A pensarci bene, forse James Joyce si ingannava nel momento in cui proclamò la celebre frase “La grammatica deve essere per noi la prima delle scienze”, riferendosi idealmente a tutti i putativi colleghi scrittori.
La grammatica in effetti non è una scienza, bensì una convenzione. Le scienze possiedono un linguaggio universale, che deriva da una realtà che esiste al di là della comunicazione umana e che risponde alle rigorose leggi della fisica e della matematica, mentre le regole grammaticali sono collegate a un particolare idioma, circoscritto in un luogo limitato, vigono in quel dato periodo storico ma sono passibili di cambiamenti a seconda della variabilità storica di usi e forme espressive.

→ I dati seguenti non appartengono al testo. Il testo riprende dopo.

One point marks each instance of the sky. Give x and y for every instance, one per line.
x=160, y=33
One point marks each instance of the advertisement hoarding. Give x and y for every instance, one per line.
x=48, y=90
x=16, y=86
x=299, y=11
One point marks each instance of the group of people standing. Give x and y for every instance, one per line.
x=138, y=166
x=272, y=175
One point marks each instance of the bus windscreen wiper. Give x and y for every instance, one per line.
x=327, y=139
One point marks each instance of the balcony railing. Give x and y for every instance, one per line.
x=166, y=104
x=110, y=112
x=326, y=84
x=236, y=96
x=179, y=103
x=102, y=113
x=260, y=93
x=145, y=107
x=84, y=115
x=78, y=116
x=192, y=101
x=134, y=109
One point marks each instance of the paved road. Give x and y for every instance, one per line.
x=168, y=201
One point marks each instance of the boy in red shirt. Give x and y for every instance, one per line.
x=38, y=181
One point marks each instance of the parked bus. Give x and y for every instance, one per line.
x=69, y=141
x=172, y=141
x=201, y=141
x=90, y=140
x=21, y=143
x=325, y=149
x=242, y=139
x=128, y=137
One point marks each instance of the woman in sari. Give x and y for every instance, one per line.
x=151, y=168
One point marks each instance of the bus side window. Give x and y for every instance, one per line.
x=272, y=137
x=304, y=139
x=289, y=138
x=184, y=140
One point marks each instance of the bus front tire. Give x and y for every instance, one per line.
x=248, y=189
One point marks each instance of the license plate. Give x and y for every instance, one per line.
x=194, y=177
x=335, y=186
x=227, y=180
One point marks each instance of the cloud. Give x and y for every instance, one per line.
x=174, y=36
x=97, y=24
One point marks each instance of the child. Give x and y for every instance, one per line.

Non è affatto detto che la posizione delle virgole o l’impiego di certi altri segni diacritici rimangano tali per sempre. Tanto per dirne una, l’uso del punto e virgola è quasi completamente sparito in capo a pochi decenni, cosicché ora ci appare superfluo un elemento che seppe aggiungere una studiata incisività a tanti passaggi del Manzoni e di Gadda, per menzionare giusto due dei più grandi autori della nostra letteratura.
Certo, per uno scrittore la conoscenza della grammatica è indispensabile, pur conscio della sua contingenza. Perciò maneggiate gli strumenti fondamentali della lingua in cui scrivete così bene da poter anche scegliere, magari, di sovvertirli per ragioni espressionistiche, proprio come fece Joyce nell’ultimo capitolo dell’“Ulysses”, eliminando completamente la punteggiatura.
(Pensierino della notte: devo scrivere tanto, ogni giorno, e leggere molto di più. Pensierino del giorno: non basta avere ispirazione, creatività e talento: per scrivere bene servono anche disciplina, determinazione e allenamento.)